Theo noticed that these isdigit calls were not obviously correct. He suggested reporting this upstream. The only portable safe way is to always cast to (unsigned char).

http://man.openbsd.org/isdigit#CAVEATS

The argument c must be EOF or representable as an unsigned char; otherwise, the result is undefined.

Originally filed as https://github.com/Perl/perl5/pull/20649

khwilliamson commented 1 year ago

I suspect that isdigit itself should not be used here. I'll quote https://github.com/Perl/perl5/pull/20649#issuecomment-1364754327 here:

My question is why is the code using isdigit() in the first place? To quote perllocale

By default, Perl itself (outside the POSIX module) ignores the current locale. The "use locale" pragma tells Perl to use the current locale for some operations.
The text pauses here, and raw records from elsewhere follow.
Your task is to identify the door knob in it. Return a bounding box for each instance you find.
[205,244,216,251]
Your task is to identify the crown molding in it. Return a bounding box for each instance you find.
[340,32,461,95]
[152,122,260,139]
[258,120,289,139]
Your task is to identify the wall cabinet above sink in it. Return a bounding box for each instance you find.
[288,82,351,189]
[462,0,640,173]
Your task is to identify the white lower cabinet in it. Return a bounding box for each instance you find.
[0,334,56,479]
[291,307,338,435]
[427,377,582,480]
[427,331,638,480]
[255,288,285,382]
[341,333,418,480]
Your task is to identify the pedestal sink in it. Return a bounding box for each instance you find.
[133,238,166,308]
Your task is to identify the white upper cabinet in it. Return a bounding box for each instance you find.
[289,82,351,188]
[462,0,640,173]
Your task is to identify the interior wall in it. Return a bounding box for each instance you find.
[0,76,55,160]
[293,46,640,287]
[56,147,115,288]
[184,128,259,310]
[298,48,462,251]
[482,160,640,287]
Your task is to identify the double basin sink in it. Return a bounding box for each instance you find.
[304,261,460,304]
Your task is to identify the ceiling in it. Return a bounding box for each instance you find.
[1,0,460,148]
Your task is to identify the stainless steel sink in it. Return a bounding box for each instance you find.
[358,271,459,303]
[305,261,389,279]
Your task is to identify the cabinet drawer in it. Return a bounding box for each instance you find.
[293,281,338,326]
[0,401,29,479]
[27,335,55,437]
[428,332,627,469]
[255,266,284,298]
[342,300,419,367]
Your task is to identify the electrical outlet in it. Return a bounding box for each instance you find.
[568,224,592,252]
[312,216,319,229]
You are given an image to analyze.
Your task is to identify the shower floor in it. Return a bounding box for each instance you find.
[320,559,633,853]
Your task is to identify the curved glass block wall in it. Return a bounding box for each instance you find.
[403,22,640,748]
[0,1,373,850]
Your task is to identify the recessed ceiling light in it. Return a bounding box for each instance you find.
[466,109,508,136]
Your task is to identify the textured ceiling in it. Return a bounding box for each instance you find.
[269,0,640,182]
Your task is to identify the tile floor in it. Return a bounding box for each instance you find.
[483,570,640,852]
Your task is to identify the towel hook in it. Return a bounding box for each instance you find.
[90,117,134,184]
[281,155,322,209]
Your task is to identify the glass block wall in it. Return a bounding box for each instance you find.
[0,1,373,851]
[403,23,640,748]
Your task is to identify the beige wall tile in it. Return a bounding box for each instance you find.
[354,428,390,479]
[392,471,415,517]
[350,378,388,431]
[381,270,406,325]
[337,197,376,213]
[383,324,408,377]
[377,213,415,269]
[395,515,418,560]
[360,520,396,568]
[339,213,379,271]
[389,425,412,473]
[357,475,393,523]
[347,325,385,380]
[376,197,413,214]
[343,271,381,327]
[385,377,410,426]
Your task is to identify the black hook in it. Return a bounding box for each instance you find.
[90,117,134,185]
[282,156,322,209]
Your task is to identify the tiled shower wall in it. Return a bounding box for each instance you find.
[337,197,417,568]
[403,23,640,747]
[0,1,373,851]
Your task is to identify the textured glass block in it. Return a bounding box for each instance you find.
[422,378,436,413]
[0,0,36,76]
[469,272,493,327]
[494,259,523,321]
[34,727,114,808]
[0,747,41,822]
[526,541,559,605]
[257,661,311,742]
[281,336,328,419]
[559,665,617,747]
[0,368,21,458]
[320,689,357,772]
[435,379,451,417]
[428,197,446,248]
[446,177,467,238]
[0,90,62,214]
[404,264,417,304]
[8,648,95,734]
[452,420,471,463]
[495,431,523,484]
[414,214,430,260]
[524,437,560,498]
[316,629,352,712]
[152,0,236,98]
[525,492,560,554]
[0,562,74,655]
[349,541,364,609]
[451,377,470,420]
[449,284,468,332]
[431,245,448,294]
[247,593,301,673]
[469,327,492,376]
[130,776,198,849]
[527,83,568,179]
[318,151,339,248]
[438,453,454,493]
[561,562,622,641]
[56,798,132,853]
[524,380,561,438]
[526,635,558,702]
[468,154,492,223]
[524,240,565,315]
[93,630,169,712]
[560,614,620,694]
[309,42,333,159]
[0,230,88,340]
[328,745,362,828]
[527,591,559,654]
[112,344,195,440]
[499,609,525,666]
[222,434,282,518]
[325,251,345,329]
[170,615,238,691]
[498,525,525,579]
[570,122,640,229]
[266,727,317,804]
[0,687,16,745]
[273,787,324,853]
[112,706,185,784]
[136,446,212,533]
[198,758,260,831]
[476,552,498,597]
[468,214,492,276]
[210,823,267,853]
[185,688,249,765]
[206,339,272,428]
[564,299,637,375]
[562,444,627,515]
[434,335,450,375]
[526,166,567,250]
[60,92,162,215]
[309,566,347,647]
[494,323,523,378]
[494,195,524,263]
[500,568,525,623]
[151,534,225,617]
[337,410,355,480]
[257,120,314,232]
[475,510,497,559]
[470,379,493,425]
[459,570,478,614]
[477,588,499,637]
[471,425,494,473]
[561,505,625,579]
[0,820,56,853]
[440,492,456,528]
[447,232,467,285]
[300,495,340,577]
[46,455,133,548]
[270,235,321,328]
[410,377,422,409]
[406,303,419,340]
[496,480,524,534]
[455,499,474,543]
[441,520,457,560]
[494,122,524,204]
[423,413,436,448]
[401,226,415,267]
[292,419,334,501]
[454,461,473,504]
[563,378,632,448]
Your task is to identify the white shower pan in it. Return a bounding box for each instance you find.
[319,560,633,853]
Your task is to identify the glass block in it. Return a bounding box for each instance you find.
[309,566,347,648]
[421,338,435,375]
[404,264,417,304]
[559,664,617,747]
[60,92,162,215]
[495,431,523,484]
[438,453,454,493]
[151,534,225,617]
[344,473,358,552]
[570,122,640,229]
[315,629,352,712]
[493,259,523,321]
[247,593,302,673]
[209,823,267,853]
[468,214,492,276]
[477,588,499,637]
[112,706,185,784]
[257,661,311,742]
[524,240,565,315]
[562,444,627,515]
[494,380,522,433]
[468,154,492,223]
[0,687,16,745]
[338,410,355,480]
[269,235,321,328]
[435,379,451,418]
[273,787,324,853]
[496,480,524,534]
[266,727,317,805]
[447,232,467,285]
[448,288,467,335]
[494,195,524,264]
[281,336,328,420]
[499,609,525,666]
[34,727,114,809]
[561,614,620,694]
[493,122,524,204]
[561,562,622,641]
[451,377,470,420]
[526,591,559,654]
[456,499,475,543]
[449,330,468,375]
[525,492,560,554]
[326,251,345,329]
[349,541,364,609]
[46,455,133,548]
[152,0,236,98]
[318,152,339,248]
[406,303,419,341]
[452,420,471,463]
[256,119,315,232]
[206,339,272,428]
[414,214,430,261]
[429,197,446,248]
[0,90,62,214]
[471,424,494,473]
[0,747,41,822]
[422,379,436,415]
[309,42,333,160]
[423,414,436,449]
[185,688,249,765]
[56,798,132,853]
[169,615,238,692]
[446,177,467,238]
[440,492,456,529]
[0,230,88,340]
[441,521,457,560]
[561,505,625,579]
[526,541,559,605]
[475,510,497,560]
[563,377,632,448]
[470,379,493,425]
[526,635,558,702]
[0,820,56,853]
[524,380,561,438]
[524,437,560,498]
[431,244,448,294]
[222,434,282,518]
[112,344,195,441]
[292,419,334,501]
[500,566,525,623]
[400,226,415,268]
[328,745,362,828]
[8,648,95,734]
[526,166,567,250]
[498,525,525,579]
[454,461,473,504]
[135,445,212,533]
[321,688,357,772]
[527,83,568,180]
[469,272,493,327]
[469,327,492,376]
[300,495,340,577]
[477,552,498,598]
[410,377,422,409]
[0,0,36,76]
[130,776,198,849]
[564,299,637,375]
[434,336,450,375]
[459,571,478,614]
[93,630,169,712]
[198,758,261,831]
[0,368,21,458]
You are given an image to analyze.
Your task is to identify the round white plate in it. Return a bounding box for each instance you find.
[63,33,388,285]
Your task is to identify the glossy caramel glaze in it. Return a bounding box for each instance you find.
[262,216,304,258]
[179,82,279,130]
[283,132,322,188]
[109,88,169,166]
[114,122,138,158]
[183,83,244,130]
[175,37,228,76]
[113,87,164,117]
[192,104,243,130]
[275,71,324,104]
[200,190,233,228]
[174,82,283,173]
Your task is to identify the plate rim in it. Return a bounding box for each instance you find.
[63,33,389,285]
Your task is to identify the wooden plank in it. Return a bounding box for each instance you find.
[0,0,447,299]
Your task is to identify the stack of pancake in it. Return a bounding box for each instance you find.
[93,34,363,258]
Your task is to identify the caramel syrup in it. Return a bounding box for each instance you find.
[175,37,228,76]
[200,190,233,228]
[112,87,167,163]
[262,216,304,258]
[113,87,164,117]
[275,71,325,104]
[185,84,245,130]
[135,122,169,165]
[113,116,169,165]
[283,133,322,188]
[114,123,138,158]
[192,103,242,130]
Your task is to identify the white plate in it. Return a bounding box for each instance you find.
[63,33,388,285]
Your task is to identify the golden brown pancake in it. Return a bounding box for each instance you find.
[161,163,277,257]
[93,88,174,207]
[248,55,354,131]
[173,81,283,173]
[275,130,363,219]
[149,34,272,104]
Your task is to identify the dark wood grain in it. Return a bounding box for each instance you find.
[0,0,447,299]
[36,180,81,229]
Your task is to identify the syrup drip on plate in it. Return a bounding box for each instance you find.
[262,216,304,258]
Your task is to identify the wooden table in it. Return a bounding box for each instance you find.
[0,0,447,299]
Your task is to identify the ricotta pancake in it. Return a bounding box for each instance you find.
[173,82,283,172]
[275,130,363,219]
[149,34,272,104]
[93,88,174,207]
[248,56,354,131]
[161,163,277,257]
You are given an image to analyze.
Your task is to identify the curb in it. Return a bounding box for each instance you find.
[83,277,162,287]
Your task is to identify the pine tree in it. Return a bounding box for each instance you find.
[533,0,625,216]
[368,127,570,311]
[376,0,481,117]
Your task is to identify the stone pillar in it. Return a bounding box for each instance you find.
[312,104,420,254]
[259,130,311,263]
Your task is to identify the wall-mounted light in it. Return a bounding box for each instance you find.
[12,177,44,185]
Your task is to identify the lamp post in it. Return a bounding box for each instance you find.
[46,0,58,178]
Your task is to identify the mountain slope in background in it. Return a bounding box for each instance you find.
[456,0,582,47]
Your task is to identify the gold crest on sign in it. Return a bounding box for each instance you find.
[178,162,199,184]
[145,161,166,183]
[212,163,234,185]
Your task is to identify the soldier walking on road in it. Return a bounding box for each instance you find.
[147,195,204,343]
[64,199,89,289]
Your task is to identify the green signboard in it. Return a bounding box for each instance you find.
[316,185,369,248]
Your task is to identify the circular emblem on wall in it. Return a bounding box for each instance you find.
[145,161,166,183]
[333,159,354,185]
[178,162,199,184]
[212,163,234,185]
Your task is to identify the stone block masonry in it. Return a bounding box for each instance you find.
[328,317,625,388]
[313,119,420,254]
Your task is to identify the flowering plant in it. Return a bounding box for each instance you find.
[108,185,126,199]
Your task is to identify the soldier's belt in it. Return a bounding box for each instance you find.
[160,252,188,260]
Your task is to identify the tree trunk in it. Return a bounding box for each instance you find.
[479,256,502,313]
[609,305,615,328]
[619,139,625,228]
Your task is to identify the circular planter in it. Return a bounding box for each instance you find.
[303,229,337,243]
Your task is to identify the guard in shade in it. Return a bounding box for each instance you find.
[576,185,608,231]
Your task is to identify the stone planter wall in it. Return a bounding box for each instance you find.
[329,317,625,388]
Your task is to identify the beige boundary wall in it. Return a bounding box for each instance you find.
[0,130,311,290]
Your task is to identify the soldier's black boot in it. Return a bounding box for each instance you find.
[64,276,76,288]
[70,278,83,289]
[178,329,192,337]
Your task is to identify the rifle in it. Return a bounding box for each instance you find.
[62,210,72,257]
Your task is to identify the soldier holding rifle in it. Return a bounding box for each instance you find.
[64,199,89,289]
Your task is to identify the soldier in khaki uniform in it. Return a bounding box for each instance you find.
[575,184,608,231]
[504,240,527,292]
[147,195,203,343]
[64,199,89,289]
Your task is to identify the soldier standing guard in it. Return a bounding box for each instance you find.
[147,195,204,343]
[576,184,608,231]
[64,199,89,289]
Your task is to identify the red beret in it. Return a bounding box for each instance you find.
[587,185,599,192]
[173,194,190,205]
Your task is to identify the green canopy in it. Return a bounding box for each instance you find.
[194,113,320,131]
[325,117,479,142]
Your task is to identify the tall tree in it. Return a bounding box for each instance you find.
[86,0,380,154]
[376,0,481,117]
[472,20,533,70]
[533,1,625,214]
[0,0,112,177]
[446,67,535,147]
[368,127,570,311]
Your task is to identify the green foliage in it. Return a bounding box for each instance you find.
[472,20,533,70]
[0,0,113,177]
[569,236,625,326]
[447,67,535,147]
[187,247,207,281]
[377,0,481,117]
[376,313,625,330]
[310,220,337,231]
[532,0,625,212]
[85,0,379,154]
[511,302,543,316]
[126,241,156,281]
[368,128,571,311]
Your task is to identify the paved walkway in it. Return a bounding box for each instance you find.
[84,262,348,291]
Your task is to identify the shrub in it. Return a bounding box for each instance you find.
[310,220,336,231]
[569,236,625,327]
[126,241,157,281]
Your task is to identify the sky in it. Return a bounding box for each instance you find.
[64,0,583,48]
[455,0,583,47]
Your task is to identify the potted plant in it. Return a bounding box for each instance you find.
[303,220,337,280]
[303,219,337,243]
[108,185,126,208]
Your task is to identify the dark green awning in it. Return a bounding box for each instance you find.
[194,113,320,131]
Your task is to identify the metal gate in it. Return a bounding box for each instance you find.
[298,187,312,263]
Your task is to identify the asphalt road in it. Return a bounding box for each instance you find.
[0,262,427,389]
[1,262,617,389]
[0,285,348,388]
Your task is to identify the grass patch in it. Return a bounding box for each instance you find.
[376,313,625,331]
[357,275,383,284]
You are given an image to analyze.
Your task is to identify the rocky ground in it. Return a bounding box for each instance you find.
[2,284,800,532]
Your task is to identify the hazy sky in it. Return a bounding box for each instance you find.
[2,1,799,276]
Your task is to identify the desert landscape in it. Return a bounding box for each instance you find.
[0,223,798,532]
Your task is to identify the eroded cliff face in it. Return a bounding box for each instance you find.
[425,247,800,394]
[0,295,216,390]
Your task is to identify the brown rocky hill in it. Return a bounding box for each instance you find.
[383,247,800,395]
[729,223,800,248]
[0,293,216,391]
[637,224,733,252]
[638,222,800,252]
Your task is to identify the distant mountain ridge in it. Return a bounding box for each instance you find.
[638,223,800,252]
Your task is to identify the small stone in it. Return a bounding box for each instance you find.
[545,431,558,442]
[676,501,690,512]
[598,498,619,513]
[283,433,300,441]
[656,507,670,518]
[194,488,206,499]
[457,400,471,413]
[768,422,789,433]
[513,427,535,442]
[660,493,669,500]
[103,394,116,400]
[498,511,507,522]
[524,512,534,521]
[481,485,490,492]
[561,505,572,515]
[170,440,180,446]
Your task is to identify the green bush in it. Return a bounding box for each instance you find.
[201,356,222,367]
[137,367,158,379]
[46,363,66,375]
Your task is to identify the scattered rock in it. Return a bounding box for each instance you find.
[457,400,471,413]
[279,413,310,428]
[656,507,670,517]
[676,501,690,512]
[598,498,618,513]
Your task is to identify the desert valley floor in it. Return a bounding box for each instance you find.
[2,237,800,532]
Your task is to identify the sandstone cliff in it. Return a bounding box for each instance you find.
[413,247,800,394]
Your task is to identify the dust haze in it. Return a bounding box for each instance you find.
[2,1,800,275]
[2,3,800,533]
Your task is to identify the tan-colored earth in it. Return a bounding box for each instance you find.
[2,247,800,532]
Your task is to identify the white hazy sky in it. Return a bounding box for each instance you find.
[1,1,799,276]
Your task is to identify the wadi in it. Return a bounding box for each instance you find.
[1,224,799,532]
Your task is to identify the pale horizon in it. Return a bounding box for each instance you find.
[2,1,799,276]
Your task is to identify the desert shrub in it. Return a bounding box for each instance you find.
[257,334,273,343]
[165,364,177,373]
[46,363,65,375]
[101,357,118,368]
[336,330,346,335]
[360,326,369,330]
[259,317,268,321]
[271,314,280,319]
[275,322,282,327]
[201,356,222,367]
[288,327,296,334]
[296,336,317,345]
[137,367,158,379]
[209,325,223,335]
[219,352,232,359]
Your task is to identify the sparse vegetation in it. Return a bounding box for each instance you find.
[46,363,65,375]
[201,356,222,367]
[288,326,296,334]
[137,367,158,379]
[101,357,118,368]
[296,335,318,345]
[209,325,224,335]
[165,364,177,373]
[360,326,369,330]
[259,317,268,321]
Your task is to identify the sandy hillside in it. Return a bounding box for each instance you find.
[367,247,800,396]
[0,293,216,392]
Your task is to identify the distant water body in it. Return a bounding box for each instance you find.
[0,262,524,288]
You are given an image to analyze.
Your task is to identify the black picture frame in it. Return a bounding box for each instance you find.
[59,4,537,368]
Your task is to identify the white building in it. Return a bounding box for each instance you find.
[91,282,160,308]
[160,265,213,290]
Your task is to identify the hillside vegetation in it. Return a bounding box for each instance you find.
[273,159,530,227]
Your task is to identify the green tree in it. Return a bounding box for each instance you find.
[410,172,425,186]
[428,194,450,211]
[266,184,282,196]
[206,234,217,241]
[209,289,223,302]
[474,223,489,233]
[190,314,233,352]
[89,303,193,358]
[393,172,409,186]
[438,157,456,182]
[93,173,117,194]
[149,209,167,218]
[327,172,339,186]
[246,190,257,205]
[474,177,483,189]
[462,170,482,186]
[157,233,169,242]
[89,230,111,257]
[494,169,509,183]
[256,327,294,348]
People are not generally expecting locale-dependent behaviour unless it is explicitly asked for, or documented to always be there, as just a few POSIX module operations do.

Also note the contradiction in the OpenBSD man page that this ticket links to

The complete list of decimal digits is 0 and 1–9, in any locale

and later

On systems supporting non-ASCII single-byte character encodings, different c arguments may correspond to the digits, and the results of isdigit() may depend on the LC_CTYPE locale

ISO 8859-11 contains the Thai characters for 0-9 at positions F0-F9. (Unicode U+0E50 - U+0E59). This is the only single-byte locale I know of that has a second set of digits in it.

Perl furnishes the macros isDIGIT for when not in use locale and isDIGIT_LC for when in it. I have been considering writing a set of macros that XS code can call to DTRT without having to worry about being in use locale scope or not. I haven't come up with a good name paradigm. Suggestions welcome.

Also note that OpenBSD is probably not the best place to find accurate locale-related documentation. This commit message gives a decent explanation, in my opinion:

commit be552ced7556db8582622a745067e1b266e8ca91 Author: Karl Williamson khw@cpan.org Date: Wed Aug 24 20:47:55 2022 -0600

 run/locale.t: skip illegal locale test when all are legal
afresh1 commented 1 year ago

Whether isdigit() is the correct hammer for this nail is a separate question. As discussed over in the related Bzip PR:

As it happens, upstream already has a ticket for this issue -- see https://sourceware.org/bugzilla/show_bug.cgi?id=28283. It was created in August 2021. I'll add a comment to the ticket.

Also - found a good reference for making the change -- https://wiki.sei.cmu.edu/confluence/display/c/STR37-C.+Arguments+to+character-handling+functions+must+be+representable+as+an+unsigned+char

It seems fairly clear that using isdigit() without the cast is wrong everywhere, not just in OpenBSD.